Chapter 5: Neon Monkey, Royal Evening

"Anyone ever tell you that you drink too much, Tarelli?"

"Just once. He drank his meals after that."

The bearded twenty-something kid across the table laughs.

The Neon Monkey is clouded with smoke tinted blue and swirling in visible currents. Onstage, the house band is deep into a mellow set.

He goes by the name of Fox, and he's young enough to be my son. He's covered in tattoos and dresses like a gang member, but that's just an act. In reality, he's one of the best-connected brokers of information in all of Amber City.

I've placed his customary fee on the table: a drink to open his mouth, and a couple hundred credits to get him to say something worthwhile.

"I don't buy it," says Fox. "Nobody sees Rutherford Harland."

"I did," I say.

"Old man must be getting senile."

"He probably is, a little."

"I was talking about you."

I reach across the table to take back my money, but Fox is quicker, snatching the bills up between his fingers and rolling them into a little paper tube. I lower my hand and close it into a fist on the tabletop. He takes a drink.

"Rutherford Harland?" says Fox. "We talking about the same guy? The shipping industrialist? The richest man in Amber? One of the richest on the planet? Ten billion in property values within the city limits alone? Net worth-?"

"The same one," I cut in. "And the same one whose son was found dead on a factory floor a few hours ago. What do you know about that?"

Fox cocks an eyebrow. "You got some angle here, Jack?"

"You've got this backward. I pay you to talk."

Fox smiles. "I might have something juicy."

"Go on and impress me."

"Nathan Harland's always been high up in his dad's companies, but in recent years, he's kind of kept his distance from the old man, working mostly off-planet. Whether for business reasons or something personal, I don't know. But then, all of a sudden, Nathan moves back home to Jannix and starts living with Rutherford at his mansion-until recently." He punctuates this thought with an impious slashing motion across his throat and a lolling of the tongue.

"You're practically reciting his obit," I say. "Give me something I can use."

I'm bluffing. I didn't know Nathan had been living at home with Rutherford and Yvonne. If I had, the first place I'd have gone would have been whatever room he'd been staying in. If Rutherford just forgot to mention this fact, that's okay. But if he intentionally left it out, lied by omission, then I'm going to have a problem.

Fox takes another drink, swishes it around in his mouth, savors it, takes his sweet time just to get on my nerves. I wonder if he realizes most working folks don't sit in bars all day and night.

"Here's the thing," says Fox. "A large sum of money changed hands on Invictus about a month ago in exchange for several blocks of the condemned factory district in East Amber. At the time, it piqued the interest of some of my clients, so I did some digging.
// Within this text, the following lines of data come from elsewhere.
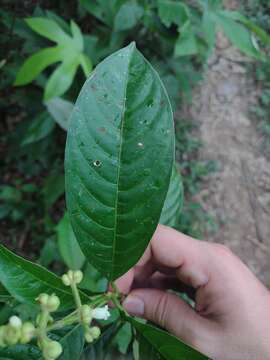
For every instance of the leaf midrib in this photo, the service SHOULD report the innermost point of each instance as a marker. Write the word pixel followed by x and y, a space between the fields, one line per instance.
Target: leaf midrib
pixel 119 157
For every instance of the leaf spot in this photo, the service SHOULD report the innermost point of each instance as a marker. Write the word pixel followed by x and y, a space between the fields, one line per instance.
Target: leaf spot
pixel 97 163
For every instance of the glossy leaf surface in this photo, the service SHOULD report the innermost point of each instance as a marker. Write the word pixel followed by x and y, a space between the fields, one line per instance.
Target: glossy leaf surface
pixel 25 280
pixel 158 344
pixel 174 200
pixel 119 156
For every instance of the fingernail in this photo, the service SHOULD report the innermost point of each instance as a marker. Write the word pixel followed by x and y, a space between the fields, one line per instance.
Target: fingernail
pixel 134 305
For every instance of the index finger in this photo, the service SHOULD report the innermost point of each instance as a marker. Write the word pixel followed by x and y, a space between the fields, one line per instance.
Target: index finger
pixel 171 249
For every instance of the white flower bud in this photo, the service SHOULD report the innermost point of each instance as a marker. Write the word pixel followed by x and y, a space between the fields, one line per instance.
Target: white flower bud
pixel 27 332
pixel 70 275
pixel 53 303
pixel 95 332
pixel 77 276
pixel 2 335
pixel 88 337
pixel 43 299
pixel 101 313
pixel 15 322
pixel 66 280
pixel 12 335
pixel 52 350
pixel 86 314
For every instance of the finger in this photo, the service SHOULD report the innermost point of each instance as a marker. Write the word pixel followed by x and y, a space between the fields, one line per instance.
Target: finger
pixel 164 282
pixel 189 257
pixel 170 312
pixel 124 283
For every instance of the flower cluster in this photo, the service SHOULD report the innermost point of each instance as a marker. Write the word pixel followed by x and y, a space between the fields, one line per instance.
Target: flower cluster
pixel 18 332
pixel 86 312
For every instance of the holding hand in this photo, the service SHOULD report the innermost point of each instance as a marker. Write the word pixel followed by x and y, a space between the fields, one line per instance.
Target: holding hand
pixel 231 319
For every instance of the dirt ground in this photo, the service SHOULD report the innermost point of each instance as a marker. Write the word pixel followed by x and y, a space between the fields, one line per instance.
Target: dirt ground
pixel 238 195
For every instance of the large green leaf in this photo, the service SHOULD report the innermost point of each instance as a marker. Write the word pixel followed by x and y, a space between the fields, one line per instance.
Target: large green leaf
pixel 68 245
pixel 25 280
pixel 174 200
pixel 155 344
pixel 119 155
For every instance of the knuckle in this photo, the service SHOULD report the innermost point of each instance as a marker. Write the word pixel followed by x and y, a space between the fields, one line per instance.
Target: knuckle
pixel 161 310
pixel 222 250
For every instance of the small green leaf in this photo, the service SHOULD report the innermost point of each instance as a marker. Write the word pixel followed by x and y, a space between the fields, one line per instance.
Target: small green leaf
pixel 61 79
pixel 20 352
pixel 174 200
pixel 25 280
pixel 237 34
pixel 186 44
pixel 259 32
pixel 155 344
pixel 119 155
pixel 72 344
pixel 4 294
pixel 172 12
pixel 36 63
pixel 47 28
pixel 209 29
pixel 123 338
pixel 60 110
pixel 68 245
pixel 93 280
pixel 10 194
pixel 86 64
pixel 77 35
pixel 38 129
pixel 69 51
pixel 128 16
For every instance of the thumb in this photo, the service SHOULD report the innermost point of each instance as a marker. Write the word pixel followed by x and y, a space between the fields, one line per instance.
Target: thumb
pixel 168 311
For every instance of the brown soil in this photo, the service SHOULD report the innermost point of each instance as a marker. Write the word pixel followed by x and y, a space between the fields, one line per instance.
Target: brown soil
pixel 238 196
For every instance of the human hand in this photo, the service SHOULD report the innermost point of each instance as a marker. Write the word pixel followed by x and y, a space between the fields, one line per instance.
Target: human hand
pixel 231 319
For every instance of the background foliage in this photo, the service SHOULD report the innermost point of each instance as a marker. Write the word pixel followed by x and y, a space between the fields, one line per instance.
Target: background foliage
pixel 47 49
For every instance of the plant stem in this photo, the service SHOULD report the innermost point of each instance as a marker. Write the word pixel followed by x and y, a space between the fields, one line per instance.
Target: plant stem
pixel 76 295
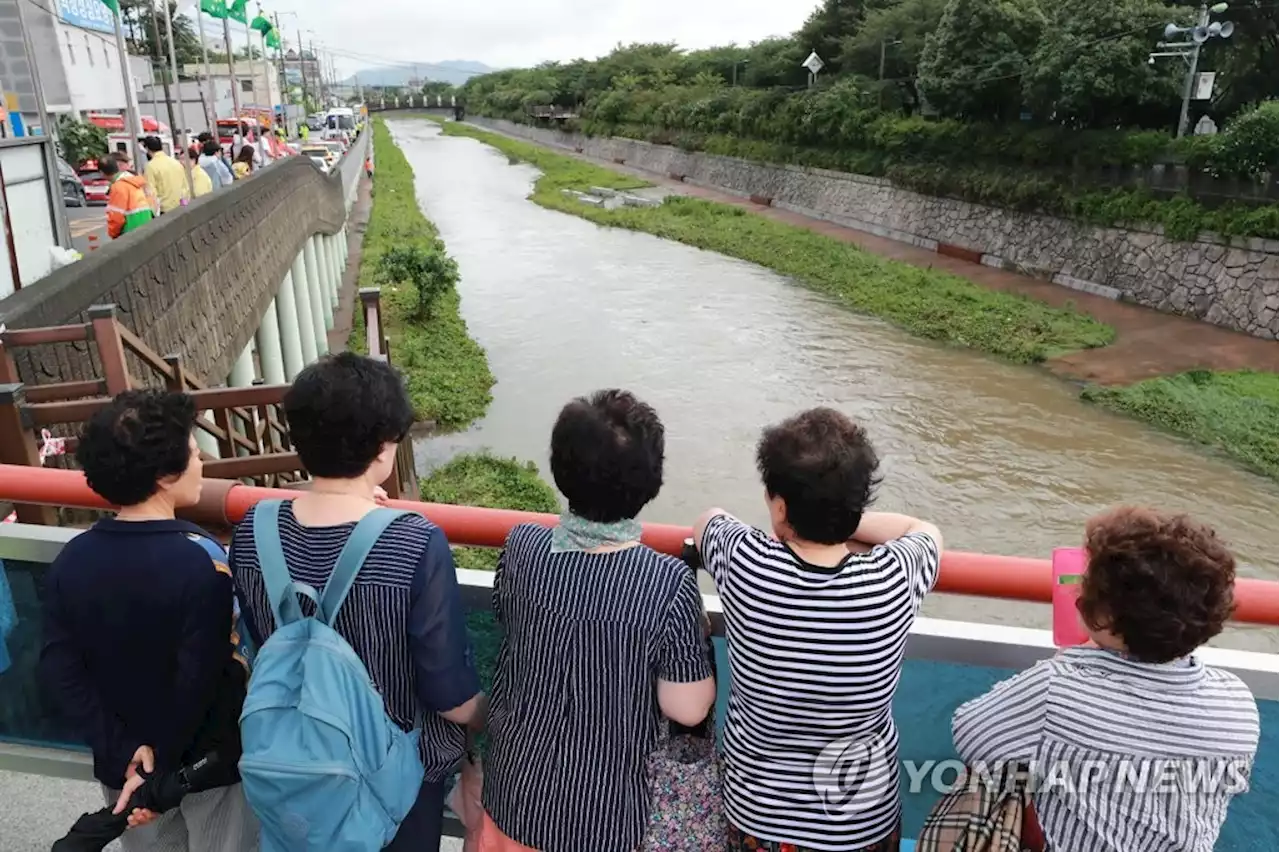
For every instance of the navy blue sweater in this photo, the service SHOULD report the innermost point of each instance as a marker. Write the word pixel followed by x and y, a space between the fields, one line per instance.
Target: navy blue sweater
pixel 137 637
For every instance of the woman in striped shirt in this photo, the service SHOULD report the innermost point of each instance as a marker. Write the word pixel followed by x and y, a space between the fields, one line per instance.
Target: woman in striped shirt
pixel 602 637
pixel 1134 745
pixel 817 627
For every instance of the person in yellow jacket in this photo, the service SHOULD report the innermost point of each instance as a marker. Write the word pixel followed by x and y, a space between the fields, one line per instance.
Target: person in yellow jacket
pixel 128 204
pixel 200 179
pixel 165 175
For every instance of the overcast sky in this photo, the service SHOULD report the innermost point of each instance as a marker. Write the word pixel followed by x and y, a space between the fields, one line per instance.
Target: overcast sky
pixel 525 32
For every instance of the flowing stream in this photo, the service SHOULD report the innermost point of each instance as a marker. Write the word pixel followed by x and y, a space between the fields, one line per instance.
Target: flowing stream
pixel 1006 459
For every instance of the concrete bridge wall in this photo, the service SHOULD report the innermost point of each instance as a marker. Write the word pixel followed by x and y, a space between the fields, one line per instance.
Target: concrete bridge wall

What's funny about it is, no record of the transaction exists. So I get my hands on the documents, and guess what I find? The buildings are still all listed as condemned. They belonged to the City of Amber until recently. But now, they belong to somebody named Royal Evening."

"And no bill of sale?"

"None. One day the records say one thing, the next something else."

"Royal Evening. Some sort of corporation?"
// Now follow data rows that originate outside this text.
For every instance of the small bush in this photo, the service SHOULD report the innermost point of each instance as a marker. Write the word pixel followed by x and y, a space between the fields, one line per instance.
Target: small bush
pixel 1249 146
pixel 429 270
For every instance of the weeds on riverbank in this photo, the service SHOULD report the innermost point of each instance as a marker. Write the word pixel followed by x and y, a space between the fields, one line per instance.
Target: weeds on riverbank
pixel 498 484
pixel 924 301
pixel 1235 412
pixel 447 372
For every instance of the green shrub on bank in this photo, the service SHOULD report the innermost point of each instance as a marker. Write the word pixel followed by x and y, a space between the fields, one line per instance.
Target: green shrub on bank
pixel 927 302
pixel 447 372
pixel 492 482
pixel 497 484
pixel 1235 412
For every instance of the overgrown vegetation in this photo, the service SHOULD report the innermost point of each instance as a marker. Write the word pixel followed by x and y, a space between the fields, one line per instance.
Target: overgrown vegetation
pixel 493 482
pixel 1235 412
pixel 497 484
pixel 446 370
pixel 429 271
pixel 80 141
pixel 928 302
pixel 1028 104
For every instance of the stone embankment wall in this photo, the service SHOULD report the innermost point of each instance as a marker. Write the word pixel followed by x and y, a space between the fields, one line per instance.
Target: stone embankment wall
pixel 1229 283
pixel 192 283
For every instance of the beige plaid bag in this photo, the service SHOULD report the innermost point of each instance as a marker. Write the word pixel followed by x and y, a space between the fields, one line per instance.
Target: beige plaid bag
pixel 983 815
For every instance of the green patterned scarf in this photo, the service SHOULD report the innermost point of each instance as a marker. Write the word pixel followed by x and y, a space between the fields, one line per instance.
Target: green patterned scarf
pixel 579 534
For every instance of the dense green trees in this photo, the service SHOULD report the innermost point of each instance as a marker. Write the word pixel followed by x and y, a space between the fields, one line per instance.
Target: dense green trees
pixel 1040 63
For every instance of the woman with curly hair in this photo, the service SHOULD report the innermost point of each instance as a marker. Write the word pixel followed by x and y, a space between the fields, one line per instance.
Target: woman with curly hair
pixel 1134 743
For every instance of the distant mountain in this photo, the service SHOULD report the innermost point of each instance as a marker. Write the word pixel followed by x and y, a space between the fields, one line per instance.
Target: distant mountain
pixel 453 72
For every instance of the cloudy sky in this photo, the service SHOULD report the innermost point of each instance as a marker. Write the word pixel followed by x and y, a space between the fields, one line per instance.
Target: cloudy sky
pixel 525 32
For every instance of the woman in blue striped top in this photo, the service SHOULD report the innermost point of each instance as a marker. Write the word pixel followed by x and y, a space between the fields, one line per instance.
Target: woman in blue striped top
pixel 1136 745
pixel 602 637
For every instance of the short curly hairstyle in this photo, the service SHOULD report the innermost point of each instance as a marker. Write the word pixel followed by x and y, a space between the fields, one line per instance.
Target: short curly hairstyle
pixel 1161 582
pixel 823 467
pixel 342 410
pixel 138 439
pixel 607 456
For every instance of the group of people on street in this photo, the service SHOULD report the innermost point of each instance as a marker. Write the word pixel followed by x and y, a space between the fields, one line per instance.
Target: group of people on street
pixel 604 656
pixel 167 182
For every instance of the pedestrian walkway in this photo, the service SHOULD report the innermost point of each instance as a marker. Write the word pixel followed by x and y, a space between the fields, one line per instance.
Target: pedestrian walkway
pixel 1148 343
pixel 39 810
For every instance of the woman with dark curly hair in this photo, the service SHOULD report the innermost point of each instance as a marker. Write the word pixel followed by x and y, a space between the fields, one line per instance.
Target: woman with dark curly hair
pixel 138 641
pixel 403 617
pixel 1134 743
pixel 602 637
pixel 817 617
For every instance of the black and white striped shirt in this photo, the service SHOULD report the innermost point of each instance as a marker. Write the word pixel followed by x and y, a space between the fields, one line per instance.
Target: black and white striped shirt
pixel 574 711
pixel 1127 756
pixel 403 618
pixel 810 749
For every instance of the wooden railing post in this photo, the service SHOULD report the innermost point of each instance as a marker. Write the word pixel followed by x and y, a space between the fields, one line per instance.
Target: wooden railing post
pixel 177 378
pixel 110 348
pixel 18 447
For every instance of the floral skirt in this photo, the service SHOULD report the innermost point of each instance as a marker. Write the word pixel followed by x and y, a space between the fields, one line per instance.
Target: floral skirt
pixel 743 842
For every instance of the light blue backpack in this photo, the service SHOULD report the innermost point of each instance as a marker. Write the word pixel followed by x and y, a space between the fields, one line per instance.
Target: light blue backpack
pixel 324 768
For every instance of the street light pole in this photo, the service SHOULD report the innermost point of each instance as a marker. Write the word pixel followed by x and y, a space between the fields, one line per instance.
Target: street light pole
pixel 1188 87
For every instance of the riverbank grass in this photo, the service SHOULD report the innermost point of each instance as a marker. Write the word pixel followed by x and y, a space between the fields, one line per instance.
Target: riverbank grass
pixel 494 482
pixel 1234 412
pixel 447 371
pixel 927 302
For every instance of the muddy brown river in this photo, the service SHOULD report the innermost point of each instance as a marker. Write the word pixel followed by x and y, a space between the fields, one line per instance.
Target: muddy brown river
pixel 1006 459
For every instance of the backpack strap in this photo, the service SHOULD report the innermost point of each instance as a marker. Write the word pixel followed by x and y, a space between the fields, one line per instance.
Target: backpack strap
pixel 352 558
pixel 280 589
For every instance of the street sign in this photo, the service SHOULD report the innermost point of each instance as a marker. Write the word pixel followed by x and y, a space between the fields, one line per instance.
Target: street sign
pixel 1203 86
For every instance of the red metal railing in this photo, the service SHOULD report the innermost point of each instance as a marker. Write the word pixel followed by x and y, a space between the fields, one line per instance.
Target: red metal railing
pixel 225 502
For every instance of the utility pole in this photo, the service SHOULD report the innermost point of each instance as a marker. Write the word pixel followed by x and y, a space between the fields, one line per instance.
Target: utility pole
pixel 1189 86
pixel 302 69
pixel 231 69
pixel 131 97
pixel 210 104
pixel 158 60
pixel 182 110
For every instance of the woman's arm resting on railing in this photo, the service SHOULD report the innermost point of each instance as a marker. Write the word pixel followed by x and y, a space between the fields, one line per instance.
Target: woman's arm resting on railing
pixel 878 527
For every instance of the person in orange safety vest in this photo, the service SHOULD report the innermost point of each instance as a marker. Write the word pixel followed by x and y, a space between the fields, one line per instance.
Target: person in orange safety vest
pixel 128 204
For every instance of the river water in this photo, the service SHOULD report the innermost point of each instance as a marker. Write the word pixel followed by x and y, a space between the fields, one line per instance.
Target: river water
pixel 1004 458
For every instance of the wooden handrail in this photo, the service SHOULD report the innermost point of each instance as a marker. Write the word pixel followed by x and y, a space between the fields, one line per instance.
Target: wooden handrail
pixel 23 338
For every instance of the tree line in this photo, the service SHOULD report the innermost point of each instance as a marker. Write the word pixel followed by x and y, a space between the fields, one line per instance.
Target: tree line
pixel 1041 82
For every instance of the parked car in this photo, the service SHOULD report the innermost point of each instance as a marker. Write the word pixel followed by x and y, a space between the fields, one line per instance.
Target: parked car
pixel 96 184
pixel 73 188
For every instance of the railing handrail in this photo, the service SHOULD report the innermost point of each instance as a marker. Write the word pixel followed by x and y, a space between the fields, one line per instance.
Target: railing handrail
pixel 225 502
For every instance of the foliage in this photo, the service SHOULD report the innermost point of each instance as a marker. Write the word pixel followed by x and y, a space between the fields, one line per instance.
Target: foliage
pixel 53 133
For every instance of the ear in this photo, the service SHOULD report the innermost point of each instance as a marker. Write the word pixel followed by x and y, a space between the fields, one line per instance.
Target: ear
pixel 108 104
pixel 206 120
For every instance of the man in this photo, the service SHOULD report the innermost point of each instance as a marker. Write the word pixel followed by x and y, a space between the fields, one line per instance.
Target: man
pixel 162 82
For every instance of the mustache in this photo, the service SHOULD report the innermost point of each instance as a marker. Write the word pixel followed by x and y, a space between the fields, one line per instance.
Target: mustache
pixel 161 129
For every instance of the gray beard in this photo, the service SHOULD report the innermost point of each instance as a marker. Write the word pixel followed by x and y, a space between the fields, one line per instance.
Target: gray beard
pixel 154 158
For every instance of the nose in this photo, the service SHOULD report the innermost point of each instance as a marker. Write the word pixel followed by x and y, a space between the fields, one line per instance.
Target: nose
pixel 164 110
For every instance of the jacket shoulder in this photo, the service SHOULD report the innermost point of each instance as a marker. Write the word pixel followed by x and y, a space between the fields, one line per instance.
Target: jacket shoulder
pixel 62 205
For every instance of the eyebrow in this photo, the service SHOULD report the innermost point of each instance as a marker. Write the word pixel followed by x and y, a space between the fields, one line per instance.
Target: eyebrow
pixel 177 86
"It's listed as an individual."

"Sounds like a front."

"That's what I thought. So I dig some more, and I find a possible match: a decommissioned starship by the same name. The Royal Evening was a luxury spaceliner that was retired and melted down for scrap about fifteen years ago. And the owner of the Evening? Surprise, surprise. Nathan Harland."

"Hmm."

"Like I said, bank records indicated that some big money changed hands on Invictus around that same time the properties came under new ownership. There's no data trail to connect the two, but you do the math."
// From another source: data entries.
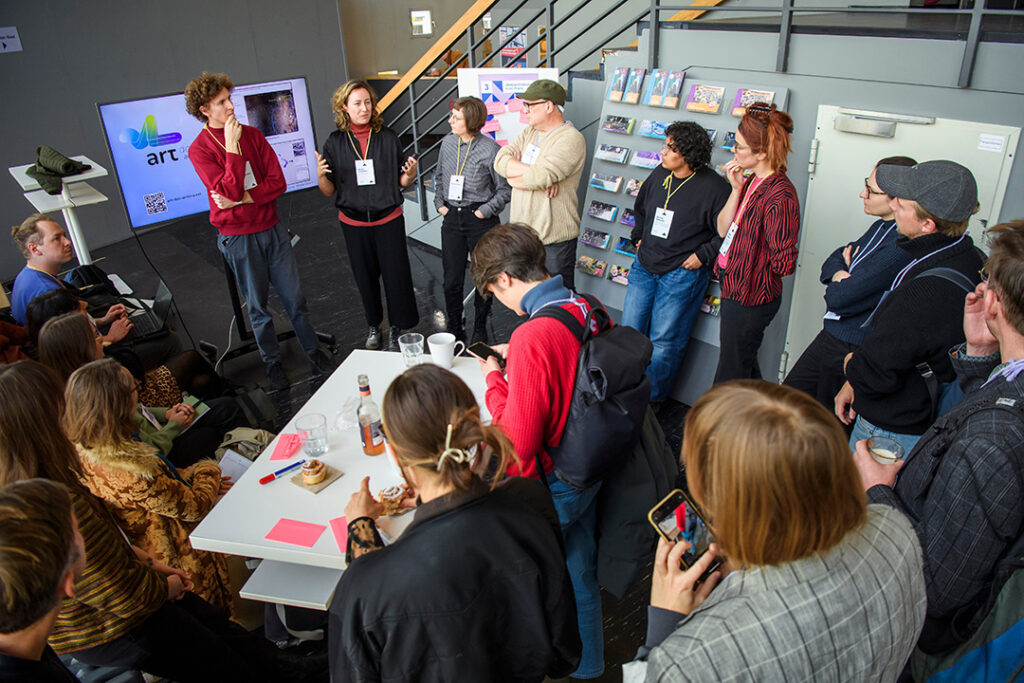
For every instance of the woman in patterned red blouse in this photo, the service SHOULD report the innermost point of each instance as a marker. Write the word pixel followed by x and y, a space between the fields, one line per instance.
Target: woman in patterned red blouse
pixel 759 224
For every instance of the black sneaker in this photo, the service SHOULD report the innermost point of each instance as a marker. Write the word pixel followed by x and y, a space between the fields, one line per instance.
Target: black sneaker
pixel 279 380
pixel 392 338
pixel 374 338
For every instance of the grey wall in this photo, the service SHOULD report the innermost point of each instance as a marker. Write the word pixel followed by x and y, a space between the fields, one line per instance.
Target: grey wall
pixel 80 53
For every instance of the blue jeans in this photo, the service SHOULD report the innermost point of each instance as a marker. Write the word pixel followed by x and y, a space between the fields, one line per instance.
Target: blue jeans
pixel 578 516
pixel 863 429
pixel 664 307
pixel 258 260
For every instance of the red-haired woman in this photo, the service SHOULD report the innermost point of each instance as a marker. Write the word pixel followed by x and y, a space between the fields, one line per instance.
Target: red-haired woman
pixel 759 224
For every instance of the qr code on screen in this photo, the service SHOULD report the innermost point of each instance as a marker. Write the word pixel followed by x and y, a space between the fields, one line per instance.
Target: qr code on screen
pixel 155 203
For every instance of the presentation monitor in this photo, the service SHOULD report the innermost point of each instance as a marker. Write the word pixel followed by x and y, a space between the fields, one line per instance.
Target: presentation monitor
pixel 148 142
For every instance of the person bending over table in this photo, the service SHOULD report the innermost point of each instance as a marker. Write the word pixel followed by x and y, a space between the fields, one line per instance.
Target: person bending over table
pixel 759 226
pixel 128 609
pixel 363 170
pixel 469 194
pixel 476 587
pixel 815 583
pixel 154 502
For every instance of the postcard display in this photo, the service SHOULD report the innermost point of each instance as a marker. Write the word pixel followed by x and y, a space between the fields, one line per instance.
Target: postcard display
pixel 636 111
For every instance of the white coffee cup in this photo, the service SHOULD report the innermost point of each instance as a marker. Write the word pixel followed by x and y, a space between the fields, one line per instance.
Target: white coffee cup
pixel 442 348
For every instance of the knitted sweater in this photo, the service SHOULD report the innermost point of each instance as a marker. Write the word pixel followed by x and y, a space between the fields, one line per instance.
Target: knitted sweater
pixel 560 161
pixel 116 592
pixel 224 173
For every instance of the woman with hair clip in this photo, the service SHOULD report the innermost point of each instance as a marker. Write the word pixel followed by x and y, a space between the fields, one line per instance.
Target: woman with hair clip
pixel 475 589
pixel 759 226
pixel 129 609
pixel 361 168
pixel 156 503
pixel 815 584
pixel 469 195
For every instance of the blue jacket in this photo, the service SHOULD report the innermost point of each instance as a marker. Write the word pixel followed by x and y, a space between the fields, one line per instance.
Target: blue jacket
pixel 877 262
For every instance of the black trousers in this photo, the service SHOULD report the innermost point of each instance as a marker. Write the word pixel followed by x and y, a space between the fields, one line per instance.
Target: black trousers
pixel 818 372
pixel 461 229
pixel 189 640
pixel 740 335
pixel 377 253
pixel 202 439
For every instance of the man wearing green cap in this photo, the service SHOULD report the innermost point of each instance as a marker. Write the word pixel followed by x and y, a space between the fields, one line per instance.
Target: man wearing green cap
pixel 543 164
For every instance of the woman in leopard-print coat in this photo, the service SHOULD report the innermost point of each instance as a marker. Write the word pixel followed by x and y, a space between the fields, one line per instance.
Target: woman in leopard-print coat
pixel 155 503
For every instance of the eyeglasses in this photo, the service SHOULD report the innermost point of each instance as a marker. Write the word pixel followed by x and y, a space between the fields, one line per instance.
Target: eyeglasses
pixel 867 186
pixel 526 105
"And Nathan Harland also happened to be working on Invictus at the time, didn't he?" I say. "The property purchase could explain why he moved home. There was a new investment he had to keep an eye on."

"You haven't even heard the kicker," says Fox. "Ready for this? The properties in question: twenty-five square blocks worth of real estate, located between 99th and 106th in East Amber."

East Amber. 105th Street. The factory where Nathan Harland was found dead.

I flag down a waitress, pay for my drinks, and tip her. I stand from the table and adjust my hat. "I'll be in touch, Fox."

Fox chuckles. Guys and gals in his vocation have no names or numbers to keep in touch with. They exist only in the back sections of bars like the Neon Monkey, and only when they want to.